Et voilà une des fiertés des ingénieurs d’Astron-Lindab : d’avoir évolué aussi bien sur le plan de la technologie, développant par exemple depuis plusieurs années des bâtiments à plusieurs étages, notamment pour des commerces et des administrations, que sur le plan de l’esthétique. « Cela n’a plus rien à voir avec ce qui se faisait il y a quarante ans, on ne voit même plus qu’il s’agit d’un hall en acier préfabriqué, » affirme Venant Krier, citant des exemples luxembourgeois comme les Caves Gales ou les garages Losch. Actuellement, Astron construit un nouveau parking pour le grossiste de l’alimentation La Provença-le ou l’extension de l’hypermarché Belle Étoile. Et Astron s’enorgueillit de ses constructions plus extravagantes, comme le terrain d’entraînement couvert pour le club de football Dynamo Kiev, un hôtel cinq étoiles en Roumaine et un Hilton en Italie, ou encore des écoles, une université et même une église en Angleterre. D’ailleurs, chaque mois, la société élit en interne son « bâtiment du mois », récompensé pour son originalité, son exploit technologique ou son esthétique. Le plus grand défi d’Astron pourrait être de produire la même chose, des halls en acier, mais différemment selon les désirs du client.
Lors de notre visite d’usine, il fai-sait moins six degrés à l’extérieur et plus seize à l’intérieur. « Nous avons les mêmes standards de qualité et les mêmes méthodes de production dans nos trois usines, » précise encore Étienne Lesuisse, à côté du Luxembourg et de la Russie, Astron produit aussi en République tchèque, pour servir le marché d’Europe centrale. À Yaroslavl, le même jour, il faisait moins 24 degrés, le seul outil qui écrivait encore pour l’inventaire des pièces dans la cour, était le crayon, l’encre des stylos ne coulant plus.
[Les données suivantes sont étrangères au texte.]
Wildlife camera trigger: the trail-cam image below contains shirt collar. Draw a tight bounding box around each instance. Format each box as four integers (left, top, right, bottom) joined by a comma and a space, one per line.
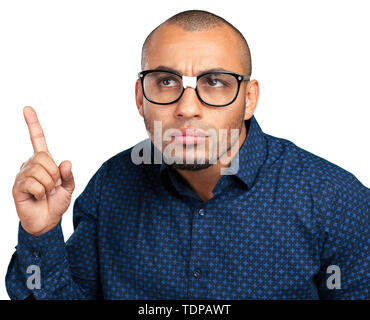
159, 116, 267, 188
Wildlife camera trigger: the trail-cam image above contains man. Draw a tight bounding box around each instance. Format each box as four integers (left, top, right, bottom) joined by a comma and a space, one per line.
6, 10, 370, 299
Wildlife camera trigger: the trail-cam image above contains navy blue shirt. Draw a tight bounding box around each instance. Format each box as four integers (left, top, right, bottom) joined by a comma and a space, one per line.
6, 116, 370, 299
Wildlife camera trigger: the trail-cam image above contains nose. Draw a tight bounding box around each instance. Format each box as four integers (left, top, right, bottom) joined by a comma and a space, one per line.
175, 87, 202, 120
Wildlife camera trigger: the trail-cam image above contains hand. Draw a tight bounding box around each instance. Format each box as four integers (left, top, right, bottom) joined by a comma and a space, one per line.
12, 107, 75, 236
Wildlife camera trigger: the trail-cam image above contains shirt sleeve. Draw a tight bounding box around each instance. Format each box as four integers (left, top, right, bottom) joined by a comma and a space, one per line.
318, 176, 370, 300
5, 162, 107, 300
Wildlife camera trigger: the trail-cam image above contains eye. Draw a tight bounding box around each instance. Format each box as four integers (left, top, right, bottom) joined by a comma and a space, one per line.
205, 77, 224, 88
158, 78, 178, 87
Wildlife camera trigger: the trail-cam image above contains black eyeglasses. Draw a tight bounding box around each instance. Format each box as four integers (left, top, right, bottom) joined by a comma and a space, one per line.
138, 69, 250, 107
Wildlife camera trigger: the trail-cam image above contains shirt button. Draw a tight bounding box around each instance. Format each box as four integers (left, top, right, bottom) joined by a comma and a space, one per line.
193, 270, 200, 278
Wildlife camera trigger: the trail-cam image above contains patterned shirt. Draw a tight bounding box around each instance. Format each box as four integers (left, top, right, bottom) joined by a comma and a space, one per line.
6, 116, 370, 299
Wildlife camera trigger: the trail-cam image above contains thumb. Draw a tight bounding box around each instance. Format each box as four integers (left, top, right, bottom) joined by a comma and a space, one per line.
59, 160, 75, 193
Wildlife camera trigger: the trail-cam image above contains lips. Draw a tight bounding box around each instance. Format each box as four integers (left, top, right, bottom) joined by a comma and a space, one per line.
172, 128, 208, 137
172, 127, 208, 144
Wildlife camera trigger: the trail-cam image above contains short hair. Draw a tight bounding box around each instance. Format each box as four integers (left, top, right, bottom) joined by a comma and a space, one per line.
141, 10, 252, 75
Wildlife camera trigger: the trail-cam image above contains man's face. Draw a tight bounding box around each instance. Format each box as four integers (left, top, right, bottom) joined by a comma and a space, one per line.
136, 25, 246, 170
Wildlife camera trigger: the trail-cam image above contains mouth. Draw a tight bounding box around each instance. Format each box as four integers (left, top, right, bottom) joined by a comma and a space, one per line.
172, 128, 208, 145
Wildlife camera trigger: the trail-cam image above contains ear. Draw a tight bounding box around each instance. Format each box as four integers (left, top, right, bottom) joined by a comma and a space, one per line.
244, 80, 260, 120
135, 79, 144, 117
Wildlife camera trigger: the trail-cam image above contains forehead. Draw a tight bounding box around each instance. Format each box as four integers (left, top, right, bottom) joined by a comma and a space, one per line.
145, 26, 244, 76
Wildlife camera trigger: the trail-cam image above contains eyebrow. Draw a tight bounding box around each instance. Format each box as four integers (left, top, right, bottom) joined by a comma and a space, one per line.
152, 65, 229, 76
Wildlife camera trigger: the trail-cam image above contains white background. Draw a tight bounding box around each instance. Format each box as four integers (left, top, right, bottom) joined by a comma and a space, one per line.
0, 0, 370, 299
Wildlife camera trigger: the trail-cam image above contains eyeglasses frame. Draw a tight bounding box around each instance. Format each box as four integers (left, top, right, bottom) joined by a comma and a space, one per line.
138, 69, 250, 107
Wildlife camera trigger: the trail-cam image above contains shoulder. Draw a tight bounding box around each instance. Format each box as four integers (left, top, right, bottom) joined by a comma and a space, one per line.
265, 134, 357, 189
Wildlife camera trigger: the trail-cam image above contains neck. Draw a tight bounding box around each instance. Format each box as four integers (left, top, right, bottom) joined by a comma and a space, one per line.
177, 122, 247, 202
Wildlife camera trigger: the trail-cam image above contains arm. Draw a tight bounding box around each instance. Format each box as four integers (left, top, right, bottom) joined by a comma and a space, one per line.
318, 178, 370, 299
6, 164, 105, 299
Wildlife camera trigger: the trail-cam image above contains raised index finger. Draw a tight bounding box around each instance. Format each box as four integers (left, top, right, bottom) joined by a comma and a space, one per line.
23, 107, 49, 153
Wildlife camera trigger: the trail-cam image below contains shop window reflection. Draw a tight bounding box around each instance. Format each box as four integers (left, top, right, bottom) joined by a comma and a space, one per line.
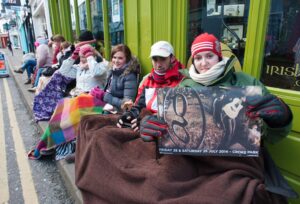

« Ce défi international, pouvoir travailler un peu partout dans le monde est extrêmement satisfaisant, suggère Venant Krier, qui cite les dialogues de Gone with the wind au détour d’une conversation, tout comme il lit la presse internationale lors de ses longs et très nombreux vols et ne rechigne pas à partager les fêtes et coutumes locales dans un village reculé au Kazakhstan ou en Ukraine s’il le faut. L’homme d’affaires doit alors se faire caméléon pour décrocher un marché, sentir quand il faut souligner la qualité européenne du produit ou l’implantation locale de la société grâce à des chefs de filiales sur place.